The safety of chemotherapeutic agents is other fundamental aspect of the treatment of cancer patients. However, there is currently little information available about adverse effects, clinical management, and effects on subsequent treatments in clinical practice outside of the clinical trials (Fortner, 2007). In this respect, this study provides more information based on the review of the medical charts of patients that received bevacizumab+FOLFIRI as first-line treatment. The results from our study have shown that bevacizumab+FOLFIRI combination has a good safety profile, with mostly haematologic toxicity, diarrhea, mucositis, asthenia, haemorrhages, and emesis, and, in most cases in grades I–II and only reaching grades III–IV in between 1.1% and 9.5%. This good tolerability is a key factor in identifying optimal treatment regimens and points at the bevacizumab+FOLFIRI combination as a promising candidate for CRC treatment. However, the intensity and frequency of the described adverse events does not coincide with results obtained in other clinical trials on the administration of bevacizumab+irinotecan+5-FU+LV combinations in bolus or infusion, in which higher percentages of grades III–IV adverse events were detected (Hurwitz, 2004; Fuchs et al, 2007; Falcone et al, 2010). Similar discrepancies have been previously described in other observational studies and mainly attributed to the lack of documented information in the medical charts, highlighting the need to improve the detailed information in the medical records in order to obtain a more complete source of information that will permit a greater degree of accuracy (Fortner, 2007).
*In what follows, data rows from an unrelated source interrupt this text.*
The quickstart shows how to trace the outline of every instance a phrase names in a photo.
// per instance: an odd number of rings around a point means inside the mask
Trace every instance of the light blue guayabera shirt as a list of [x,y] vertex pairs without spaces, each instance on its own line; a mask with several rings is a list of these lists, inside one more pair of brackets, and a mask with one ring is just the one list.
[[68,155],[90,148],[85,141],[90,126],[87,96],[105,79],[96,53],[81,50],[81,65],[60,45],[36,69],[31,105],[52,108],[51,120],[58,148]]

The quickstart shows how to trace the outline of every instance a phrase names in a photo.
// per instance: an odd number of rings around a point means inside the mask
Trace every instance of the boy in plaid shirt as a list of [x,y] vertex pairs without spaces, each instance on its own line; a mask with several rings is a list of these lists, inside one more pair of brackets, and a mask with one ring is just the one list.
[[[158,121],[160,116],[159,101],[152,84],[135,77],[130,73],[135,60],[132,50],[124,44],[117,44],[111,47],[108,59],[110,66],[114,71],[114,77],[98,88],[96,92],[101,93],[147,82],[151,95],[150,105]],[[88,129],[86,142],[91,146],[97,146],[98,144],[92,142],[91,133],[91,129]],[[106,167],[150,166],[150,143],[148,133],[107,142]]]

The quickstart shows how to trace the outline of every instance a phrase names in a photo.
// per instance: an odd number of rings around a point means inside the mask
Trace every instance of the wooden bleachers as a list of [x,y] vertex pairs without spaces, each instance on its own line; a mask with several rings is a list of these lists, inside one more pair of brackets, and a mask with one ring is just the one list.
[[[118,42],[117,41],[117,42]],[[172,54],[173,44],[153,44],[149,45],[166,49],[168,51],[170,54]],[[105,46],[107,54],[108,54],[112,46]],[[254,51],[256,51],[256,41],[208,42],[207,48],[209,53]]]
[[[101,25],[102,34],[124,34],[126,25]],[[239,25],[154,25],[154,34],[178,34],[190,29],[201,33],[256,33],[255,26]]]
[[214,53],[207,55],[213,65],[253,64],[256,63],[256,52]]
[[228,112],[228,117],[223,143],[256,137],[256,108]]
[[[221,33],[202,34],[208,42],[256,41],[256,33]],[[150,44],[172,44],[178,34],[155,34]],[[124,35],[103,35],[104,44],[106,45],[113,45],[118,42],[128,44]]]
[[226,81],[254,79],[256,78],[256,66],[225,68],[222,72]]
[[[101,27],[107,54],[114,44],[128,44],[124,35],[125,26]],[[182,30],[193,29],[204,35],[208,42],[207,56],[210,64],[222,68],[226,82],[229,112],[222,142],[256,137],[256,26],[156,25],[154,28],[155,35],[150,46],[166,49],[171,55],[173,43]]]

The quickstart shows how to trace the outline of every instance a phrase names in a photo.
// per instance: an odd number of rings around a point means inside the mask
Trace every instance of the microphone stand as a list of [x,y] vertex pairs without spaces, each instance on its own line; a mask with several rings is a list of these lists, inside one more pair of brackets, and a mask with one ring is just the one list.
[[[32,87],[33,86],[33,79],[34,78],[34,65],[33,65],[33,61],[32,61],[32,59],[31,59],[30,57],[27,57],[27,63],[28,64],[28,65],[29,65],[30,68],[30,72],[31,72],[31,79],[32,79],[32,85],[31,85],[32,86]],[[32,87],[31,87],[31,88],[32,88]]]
In summary, the results obtained in this study have reached values for rate of response, TTP, PFS, and OS that support the beneficial effect of adding bevacizumab to the FOLFIRI regimen as first-line treatment for mCRC. The high tolerability shown by the bevacizumab+FOLFIRI regimen suggests that this combination is a promising candidate for mCRC treatment. However, the safety profile described might be also influenced by the variability in the adverse events recording in the patients' medical charts. The authors recognise that although the observational studies provide valuable information, they are not usually capable of providing strong evidence. This fact, together with the limitations derived from the retrospective collection of data from medical charts and the lack of a control group, entails the need to perform subsequent studies to confirm the results described in the present manuscript.